Free Music Lesson #1 "Unwanted muscle tension"

This will be the first in a series of weekly music lessons I hope to post on this blog.  I'm a guitarist and banjo player so it will obviously lean in that direction but I hope to get into practice strategies as well as technique issues.  In fact, I think I'll start it off on that note... terrible.   

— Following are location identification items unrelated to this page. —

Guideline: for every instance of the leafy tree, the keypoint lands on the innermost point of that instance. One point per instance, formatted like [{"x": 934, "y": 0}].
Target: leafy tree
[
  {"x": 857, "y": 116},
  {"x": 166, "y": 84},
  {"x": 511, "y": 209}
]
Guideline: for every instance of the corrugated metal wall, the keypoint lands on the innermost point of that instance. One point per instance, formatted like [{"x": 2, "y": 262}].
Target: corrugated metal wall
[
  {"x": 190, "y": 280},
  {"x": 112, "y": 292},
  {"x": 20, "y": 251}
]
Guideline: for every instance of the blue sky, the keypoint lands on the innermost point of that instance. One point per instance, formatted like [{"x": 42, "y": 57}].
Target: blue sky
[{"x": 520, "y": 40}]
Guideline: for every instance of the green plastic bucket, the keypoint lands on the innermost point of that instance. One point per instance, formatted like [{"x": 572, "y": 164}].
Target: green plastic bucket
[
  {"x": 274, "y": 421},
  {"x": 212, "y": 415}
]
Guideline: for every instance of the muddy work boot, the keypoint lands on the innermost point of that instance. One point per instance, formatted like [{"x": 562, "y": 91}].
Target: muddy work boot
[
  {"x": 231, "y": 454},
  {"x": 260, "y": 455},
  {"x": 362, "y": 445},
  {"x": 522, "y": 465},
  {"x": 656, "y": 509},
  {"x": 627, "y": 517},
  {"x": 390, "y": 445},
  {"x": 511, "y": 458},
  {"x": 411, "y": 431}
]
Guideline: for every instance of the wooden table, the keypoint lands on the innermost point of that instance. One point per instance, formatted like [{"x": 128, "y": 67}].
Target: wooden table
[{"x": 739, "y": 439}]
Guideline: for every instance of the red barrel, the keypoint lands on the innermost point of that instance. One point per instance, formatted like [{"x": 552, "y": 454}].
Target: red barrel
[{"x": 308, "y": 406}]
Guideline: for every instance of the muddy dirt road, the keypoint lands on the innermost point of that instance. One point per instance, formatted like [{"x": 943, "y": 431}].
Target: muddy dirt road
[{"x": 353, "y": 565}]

One of the biggest issues with my students and one that I strive to continually refine in my own playing is unwanted muscle tension.  This is not a very easy to define issue but its basically as it sounds.  Your muscles are tense blocking your ability to play what you want to play.  Most people are unaware of it even happening as they play, but I assure you 99.99999% of the students I see have a significant problem with this.  Several accomplished musicians I've seen have it to.  The great players realized this early on and worked to fix it.  

Watch a great guitarist of any genere.  Doc Watson in folk/bluegrass, John Williams in classical, Eddie Van Halen in rock.  These dudes play really, really, light and relaxed.  You can too.  How?  Try this...

  1. Slow down!  Way down, slower than you think.  Most unwanted tension develops as a player struggles to get the notes out before they've actually learned the music.  Every finger movement must be memorized.  And it must be learned SLOWLY.
  2. Play the music as slow as you need for it to feel smooth and effortless.  If you screw up ask why, don't just plow ahead.
  3. Try working with a metronome at slow speeds while playing scales or an exercise.  Play as fluid as you can.  Strive to feel what its like to play as loose as possible.  Go slow!
  4. Speed, Speed, Speed, we all want it.  How do you get it?  By having %100 control over what you're doing.  If you can't play it slow, you'll never play it fast.  BTW, the highest levels of speed take years to devolpe.